Familiares e conhecidos de Segovia se mostraram incrédulos com a acusação, feita na última semana, e afirmaram que ela levou uma vida dupla digna de Walter White, personagem principal da série ‘Breaking Bad’, sem que ninguém desconfiasse de sua atuação no tráfico de drogas.
Segundo a investigação, entre o final de 2015 e janeiro deste ano, a ‘vovó do crime’ recebeu em sua casa, localizada em um condomínio fechado de San Jose, na Califórnia, pelo menos 61 carregamentos de drogas ilegais de Hong Kong, Hungria, Índia e Cingapura.
Ela trabalhava como diretora executiva da Associação de Policiais de San Jose e, conforme alegado na denúncia federal, usava os computadores pessoais e do escritório para encomendar milhares de comprimidos de opioides e outras drogas, que eram recebidas em sua casa e depois despachadas para todo o país.

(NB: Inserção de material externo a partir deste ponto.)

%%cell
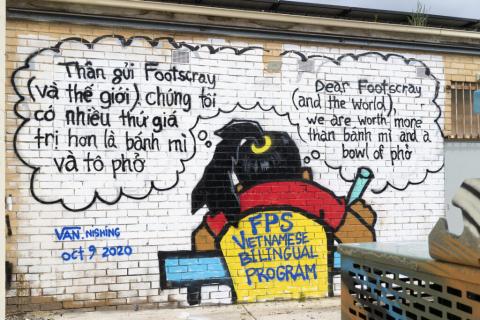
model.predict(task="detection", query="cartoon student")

Os promotores afirmam que os carregamentos de drogas eram marcados como “brindes de festa de casamento” ou “chocolate e doces”.
Em entrevista ao jornal local ‘The Post’, parentes afirmaram que a família ainda está tentando entender o por quê de Segovia ter entrado para o mundo do crime.
“Ainda estamos tentando entender tudo porque não é ela. Nossa família está muito chocada e surpresa. Ninguém sabia de nada!”, afirmou um. “Eles não precisavam de dinheiro. Ambos ganharam muito dinheiro e não precisavam de nada”, disse outro, sobre Segóvia e o marido.
“Ela é a senhora mais doce de todas, muito amorosa, muito generosa, muito voltada para a família. Ela é uma senhora incrível. É por isso que estamos todos surpresos e mal podemos acreditar”, disse uma sobrinha de Segovia ao The Post, sob condição de anonimato.
A mulher ainda acrescentou que não acredita que o marido da ‘vovó do crime’ estivesse a par das atividades escusas da esposa: “Posso garantir 1.000.000% de que ele não fazia ideia disso”.
Até o momento, o veterano militar Domingo Segovia, de 79 anos, não se manifestou sobre o suposto alter ego de sua esposa como traficante internacional de drogas.
Os colegas de trabalho da ‘vovó do crime’ também demoraram para acreditar na denúncia, mas agora estão revoltados.
“Quando a notícia estourou, foi total descrença. Isso agora se transformou em raiva devido ao suposto engano e ao que as acusações detalham. Todo policial trabalha tentando tirar fentanil e outras drogas das ruas, então você se sente um pouco traído”, disse Tom Saggau, o porta-voz do sindicato dos policiais.
“Ela era muito gentil, ela era legal, ela trazia biscoitos e doces. […] Ela era como a vó de POA (sigla do sindicato). Ninguém vai pensar que a vovó está traficando fentanil”, completou Saggau.
Segovia negou as acusações e afirmou que a verdadeira mentora do tráfico era sua governanta, uma “amiga da família” que supostamente sofria de um distúrbio de abuso de substâncias. Ela foi afastada do sindicato e responderá o processo em liberdade. Se condenada poderá pegar até 20 anos de prisão.